Oh, and one other thing. In my particular universe, the fusion I've chosen for this specific work of fiction, people aren't idiots. Actually, in the SG1 universe military people are surprisingly competent (of course "by TV standards" is a low bar, but still). And so are scientists, by and large. What's been the biggest problem for me in the majority of the fic is my efforts to admit history, archaeology, paleontology, geology, evolutionary biology, etc., etc. to the competence club; to assume that archaeologists would probably have noticed if, say, the Great Pyramid of Cheops at Giza had gone flying around the galaxy ca 3,000 BC.
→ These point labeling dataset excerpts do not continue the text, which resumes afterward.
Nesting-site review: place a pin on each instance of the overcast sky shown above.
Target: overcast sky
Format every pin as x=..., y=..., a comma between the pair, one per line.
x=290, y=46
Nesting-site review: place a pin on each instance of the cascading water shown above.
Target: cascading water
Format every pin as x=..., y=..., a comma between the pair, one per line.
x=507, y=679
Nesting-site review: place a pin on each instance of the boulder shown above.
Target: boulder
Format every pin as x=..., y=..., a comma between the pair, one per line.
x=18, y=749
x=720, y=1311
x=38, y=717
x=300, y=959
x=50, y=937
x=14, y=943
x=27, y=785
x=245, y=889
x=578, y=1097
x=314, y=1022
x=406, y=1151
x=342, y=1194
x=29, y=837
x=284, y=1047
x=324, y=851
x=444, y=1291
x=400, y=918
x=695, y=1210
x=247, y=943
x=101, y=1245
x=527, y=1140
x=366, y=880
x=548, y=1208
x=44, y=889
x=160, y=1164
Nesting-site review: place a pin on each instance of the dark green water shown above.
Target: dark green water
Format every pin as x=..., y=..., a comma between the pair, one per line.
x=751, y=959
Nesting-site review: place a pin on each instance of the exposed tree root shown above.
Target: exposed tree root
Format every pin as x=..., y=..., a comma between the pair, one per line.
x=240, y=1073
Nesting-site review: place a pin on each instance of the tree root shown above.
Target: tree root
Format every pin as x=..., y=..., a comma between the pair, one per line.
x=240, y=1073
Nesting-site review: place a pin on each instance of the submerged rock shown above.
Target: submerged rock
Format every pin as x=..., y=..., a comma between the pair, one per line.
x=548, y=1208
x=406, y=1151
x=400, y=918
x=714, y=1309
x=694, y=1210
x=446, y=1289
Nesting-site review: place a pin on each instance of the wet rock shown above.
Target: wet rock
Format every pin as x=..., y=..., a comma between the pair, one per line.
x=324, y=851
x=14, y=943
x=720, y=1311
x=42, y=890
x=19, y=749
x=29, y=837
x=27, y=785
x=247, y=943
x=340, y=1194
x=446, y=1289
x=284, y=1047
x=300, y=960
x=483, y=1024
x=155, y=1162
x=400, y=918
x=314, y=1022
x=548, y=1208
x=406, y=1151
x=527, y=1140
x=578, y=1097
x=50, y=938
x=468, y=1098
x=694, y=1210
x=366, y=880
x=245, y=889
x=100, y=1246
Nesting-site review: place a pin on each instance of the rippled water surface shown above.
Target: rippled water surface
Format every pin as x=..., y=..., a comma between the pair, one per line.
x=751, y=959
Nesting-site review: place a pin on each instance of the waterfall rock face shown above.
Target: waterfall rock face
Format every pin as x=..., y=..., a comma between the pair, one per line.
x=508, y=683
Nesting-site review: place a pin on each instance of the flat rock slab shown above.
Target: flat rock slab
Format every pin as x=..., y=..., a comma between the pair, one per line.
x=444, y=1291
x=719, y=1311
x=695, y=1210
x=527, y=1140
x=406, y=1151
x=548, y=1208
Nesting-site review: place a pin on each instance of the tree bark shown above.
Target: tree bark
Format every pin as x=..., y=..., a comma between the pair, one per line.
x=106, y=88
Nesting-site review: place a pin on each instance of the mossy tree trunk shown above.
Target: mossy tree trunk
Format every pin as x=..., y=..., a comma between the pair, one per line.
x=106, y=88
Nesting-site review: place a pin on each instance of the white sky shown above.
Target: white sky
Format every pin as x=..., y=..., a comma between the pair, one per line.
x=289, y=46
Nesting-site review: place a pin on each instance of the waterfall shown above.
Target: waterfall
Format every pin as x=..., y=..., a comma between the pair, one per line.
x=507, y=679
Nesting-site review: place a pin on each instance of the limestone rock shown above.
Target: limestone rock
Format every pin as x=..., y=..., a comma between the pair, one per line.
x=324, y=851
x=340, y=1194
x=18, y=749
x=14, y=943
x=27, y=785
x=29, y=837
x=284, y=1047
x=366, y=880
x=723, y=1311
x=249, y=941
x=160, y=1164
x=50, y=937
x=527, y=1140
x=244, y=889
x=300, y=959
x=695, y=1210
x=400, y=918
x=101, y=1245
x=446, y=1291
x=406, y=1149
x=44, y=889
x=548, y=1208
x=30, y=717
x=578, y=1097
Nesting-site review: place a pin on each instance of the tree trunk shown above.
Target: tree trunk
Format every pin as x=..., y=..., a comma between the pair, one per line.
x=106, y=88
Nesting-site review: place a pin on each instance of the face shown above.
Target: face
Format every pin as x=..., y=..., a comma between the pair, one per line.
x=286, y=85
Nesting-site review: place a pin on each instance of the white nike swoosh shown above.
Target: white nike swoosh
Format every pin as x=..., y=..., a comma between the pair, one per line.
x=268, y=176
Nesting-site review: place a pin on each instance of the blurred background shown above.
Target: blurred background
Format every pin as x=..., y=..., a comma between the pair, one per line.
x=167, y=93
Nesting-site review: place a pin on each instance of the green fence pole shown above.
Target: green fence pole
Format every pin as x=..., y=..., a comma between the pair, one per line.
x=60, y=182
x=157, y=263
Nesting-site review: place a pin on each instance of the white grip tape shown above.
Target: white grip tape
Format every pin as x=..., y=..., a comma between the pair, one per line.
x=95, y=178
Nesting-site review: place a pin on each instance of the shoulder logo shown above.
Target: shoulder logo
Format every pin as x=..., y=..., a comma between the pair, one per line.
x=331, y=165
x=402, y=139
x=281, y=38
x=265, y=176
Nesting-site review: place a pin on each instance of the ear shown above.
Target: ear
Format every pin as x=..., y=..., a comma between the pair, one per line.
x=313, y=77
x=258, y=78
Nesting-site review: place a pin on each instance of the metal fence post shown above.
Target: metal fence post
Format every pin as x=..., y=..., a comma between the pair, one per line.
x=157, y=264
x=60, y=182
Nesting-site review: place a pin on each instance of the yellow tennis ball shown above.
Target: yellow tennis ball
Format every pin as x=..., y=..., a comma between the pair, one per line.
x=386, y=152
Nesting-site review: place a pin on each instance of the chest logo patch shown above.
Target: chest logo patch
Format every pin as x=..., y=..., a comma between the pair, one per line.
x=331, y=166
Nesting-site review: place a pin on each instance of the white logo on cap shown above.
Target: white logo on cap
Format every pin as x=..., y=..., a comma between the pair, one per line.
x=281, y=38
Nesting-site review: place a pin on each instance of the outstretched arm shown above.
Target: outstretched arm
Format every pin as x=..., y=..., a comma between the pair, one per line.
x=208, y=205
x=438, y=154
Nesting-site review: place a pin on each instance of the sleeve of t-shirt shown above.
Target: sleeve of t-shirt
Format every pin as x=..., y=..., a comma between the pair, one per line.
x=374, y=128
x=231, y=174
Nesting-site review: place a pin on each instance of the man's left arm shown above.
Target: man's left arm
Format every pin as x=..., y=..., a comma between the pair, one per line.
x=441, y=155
In any case, this chapter brings the general military competence of the SG1 universe, as well as my general slant towards improved realism (but only when and if compatible with telling a good story) to an armed attack on Croft Manor.
It ain't going to be Home Alone. Stupid tricks don't actually work against even poorly trained gunmen (well, not often enough to risk). And you don't fire off automatic weapons indoors without someone getting hurt. I mean to maim one of my cast before this is done.
Ah, but sigh; I have no real battle plan, no good overall flow. Just a bunch of character "bits" I want to do. Half of which are, well basically, those same Home Alone kinds of gags. The cake is getting divided at least four ways here.
So none of this is unfolding organically from the original assumptions. Instead my choices are thoroughly constrained. I'm leveraging the architecture of the manor itself for every bit of plot convenience I can get from it, and as well forcing each essentially isolated encounter to fall the way I want it to fall instead of developing in any logical way.
One day. One day I will write a proper AU/cross-over, in which I really do defend how each battle came out different because of my original nail.